Une histoire de chemins parcourus et de souvenirs en marge de l'Histoire avec un grand H…
Les quelques 1021 jours et nuits d'intimité forcés entre deux hommes qui ne se connaissaient pas mais qui sont devenus otages ensemble : Victor et Alex…
Tout un univers de roman noir, des flics déguisés, des agents doubles, des femmes mystérieuses, des fausses-pistes… Une enquête en forme de déambulation, paradoxale pour Victor qui déteste l'idée même de voyage, deux intrigues qui se télescopent au gré d'un croisement du passé et du présent et du hasard.
Une belle plongée dans l'entourage d'André Breton et de Man Ray et dans le quotidien de jeunes militants trotskystes pleins d'idéaux, épris de liberté… Une histoire d'amour et de trahisons avec la menace nazie en filigrane…
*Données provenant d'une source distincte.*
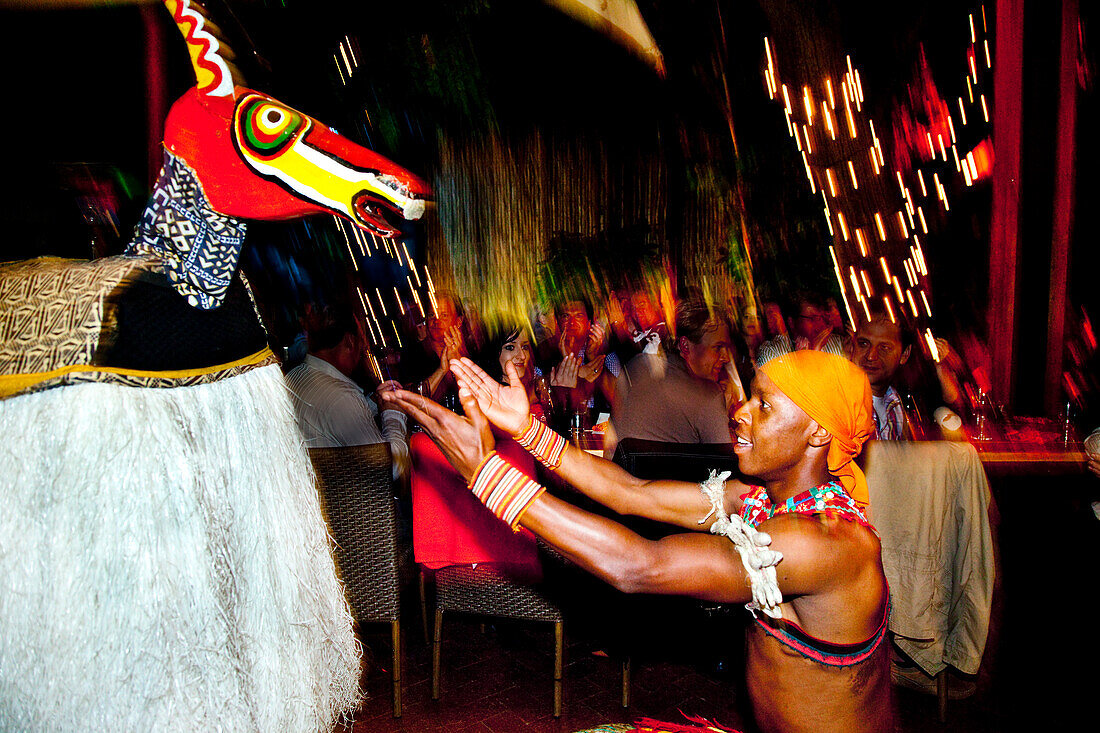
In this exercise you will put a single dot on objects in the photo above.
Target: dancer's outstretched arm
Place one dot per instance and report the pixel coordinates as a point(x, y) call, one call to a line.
point(679, 503)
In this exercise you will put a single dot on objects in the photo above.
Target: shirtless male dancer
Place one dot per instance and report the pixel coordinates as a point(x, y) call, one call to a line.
point(815, 659)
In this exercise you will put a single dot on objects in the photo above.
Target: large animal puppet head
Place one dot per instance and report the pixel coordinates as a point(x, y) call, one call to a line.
point(259, 159)
point(232, 154)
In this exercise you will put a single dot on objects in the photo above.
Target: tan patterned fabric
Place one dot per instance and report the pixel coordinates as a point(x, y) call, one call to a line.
point(52, 310)
point(54, 315)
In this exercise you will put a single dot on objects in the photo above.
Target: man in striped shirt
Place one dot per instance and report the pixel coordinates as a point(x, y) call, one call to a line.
point(331, 408)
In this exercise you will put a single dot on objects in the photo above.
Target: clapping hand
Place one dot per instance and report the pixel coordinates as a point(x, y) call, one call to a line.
point(465, 441)
point(595, 343)
point(388, 385)
point(564, 373)
point(506, 406)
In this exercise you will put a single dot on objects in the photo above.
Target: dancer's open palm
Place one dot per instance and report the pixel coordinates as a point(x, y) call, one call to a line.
point(506, 406)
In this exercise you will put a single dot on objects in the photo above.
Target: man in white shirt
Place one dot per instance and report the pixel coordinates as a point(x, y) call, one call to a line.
point(332, 411)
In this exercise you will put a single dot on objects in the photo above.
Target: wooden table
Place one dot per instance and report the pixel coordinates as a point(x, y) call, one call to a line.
point(1022, 458)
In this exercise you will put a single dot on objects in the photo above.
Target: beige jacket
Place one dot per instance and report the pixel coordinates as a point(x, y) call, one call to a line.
point(930, 502)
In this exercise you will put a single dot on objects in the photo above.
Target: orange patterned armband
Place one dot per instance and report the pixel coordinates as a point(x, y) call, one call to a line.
point(542, 442)
point(504, 489)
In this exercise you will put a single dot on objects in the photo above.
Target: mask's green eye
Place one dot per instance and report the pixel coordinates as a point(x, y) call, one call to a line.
point(266, 127)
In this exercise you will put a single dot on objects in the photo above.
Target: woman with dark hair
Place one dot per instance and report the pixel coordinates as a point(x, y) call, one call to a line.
point(513, 343)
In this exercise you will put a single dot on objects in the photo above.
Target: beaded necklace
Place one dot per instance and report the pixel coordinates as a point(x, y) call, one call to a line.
point(828, 496)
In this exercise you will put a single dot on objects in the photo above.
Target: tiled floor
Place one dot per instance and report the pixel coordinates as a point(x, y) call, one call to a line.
point(497, 678)
point(1038, 671)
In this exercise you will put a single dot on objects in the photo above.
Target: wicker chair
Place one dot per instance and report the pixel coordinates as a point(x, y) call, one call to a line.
point(484, 590)
point(355, 489)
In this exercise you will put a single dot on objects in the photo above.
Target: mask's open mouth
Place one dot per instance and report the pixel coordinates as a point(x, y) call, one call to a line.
point(377, 214)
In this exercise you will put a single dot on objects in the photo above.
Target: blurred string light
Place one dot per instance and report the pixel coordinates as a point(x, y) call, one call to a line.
point(895, 248)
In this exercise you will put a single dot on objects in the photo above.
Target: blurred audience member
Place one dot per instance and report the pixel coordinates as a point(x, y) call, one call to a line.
point(513, 345)
point(678, 397)
point(427, 364)
point(811, 329)
point(648, 329)
point(331, 408)
point(584, 378)
point(882, 347)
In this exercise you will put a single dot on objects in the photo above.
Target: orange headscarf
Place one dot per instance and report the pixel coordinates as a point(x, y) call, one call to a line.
point(834, 393)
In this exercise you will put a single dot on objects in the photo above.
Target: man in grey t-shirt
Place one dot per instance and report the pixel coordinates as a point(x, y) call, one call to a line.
point(678, 398)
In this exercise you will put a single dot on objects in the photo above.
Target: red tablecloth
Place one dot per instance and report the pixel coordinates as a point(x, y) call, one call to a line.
point(452, 527)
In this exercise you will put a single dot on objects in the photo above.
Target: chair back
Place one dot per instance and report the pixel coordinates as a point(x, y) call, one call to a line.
point(681, 461)
point(684, 461)
point(930, 503)
point(355, 488)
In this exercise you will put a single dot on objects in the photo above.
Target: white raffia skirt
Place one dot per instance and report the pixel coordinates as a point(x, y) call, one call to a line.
point(164, 564)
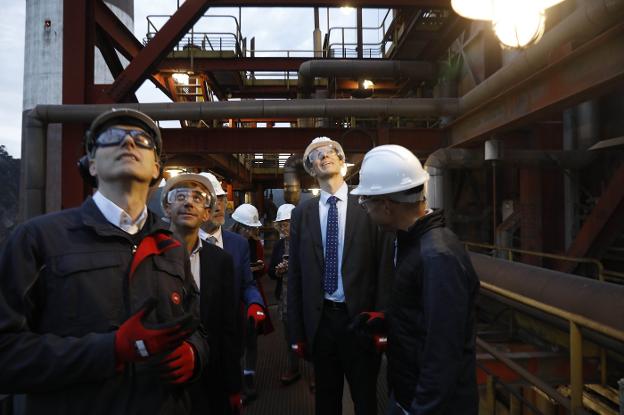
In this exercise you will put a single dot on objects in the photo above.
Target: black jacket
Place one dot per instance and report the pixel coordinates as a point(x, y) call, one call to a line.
point(431, 322)
point(220, 315)
point(64, 291)
point(366, 267)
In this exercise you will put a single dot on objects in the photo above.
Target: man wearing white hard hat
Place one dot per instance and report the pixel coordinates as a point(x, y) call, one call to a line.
point(340, 265)
point(431, 315)
point(247, 294)
point(187, 201)
point(278, 270)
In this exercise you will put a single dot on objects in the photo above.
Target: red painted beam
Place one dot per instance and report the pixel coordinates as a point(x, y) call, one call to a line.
point(291, 140)
point(602, 226)
point(78, 46)
point(148, 58)
point(589, 71)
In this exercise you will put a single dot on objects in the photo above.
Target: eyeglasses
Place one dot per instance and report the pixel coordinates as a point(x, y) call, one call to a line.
point(321, 152)
point(184, 195)
point(115, 135)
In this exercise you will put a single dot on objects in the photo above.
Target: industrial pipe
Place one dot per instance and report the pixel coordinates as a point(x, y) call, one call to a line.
point(593, 299)
point(588, 20)
point(355, 69)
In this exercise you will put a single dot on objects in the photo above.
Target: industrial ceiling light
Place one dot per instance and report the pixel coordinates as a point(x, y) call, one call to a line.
point(180, 78)
point(516, 24)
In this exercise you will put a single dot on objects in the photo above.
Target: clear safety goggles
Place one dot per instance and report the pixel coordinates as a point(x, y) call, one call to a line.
point(184, 195)
point(321, 152)
point(115, 135)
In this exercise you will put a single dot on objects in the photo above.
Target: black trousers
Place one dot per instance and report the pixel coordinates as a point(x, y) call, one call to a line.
point(338, 353)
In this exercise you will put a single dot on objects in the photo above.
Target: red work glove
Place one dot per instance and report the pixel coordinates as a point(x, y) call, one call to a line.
point(372, 324)
point(179, 365)
point(236, 404)
point(135, 341)
point(299, 349)
point(256, 313)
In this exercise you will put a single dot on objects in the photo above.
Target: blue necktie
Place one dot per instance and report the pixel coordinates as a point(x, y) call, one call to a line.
point(330, 284)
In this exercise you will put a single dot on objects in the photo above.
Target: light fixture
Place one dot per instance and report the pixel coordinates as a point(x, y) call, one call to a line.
point(180, 78)
point(517, 24)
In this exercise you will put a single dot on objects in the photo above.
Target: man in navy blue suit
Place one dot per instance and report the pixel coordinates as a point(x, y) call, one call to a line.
point(238, 247)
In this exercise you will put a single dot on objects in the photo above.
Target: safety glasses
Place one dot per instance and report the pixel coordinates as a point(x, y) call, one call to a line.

Des personnages sombres, auréolés de mystère et de non-dits, dont un médecin-flic, une journaliste d'origine tchèque et un vieil homme, réalisateur de télévision à la retraite…
Un café parisien…

Une écriture à la première personne, sans concession, désabusée. C'est Victor qui raconte ou plutôt, s'il s'écoutait, qui ne voudrait rien dire… Il a tout de l'anti-héros, photographe pigiste sans grande envergure. C'est par pur hasard qu'il a vécu trois ans de détention à l'autre bout du monde… À son retour, en novembre 1989, il ne reconnaît plus Paris à l'heure où tombe le mur de Berlin et où s'effondre l'Europe de l'Est et il ne comprend pas la surveillance policière dont il fait l'objet.
Alors, pour éviter de nous ennuyer avec la gestion de son stress post-traumatique, il se plonge et se réfugie dans la lecture d'un journal intime rédigé en 1938, entre surréalisme et révolution… Ce journal est celui d'Alfred Katz, le père de son camarade de captivité, mort à son retour dans de drôles de circonstances.
Les dialogues sont savoureux, les descriptions à la fois détaillées et évocatrices. La personnalité du photographe transparait dans le récit, dans la transcription de la lumière ou des contre-jours, dans le rendu des physionomies.
Jean-François Vilar nous balade et nous captive dans ce roman introspectif, didactique, historique et très humain.

Ce roman est le dernier volet d'une trilogie très remarquée qui met en scène Victor Blainville, photographe de presse et enquêteur, flâneur, dilettante, au regard aiguisé ; c'est par pur hasard que si j'ai commencé par la fin ; je vais me procurer rapidement les deux premiers : C'est toujours les autres qui meurent et les Exagérés.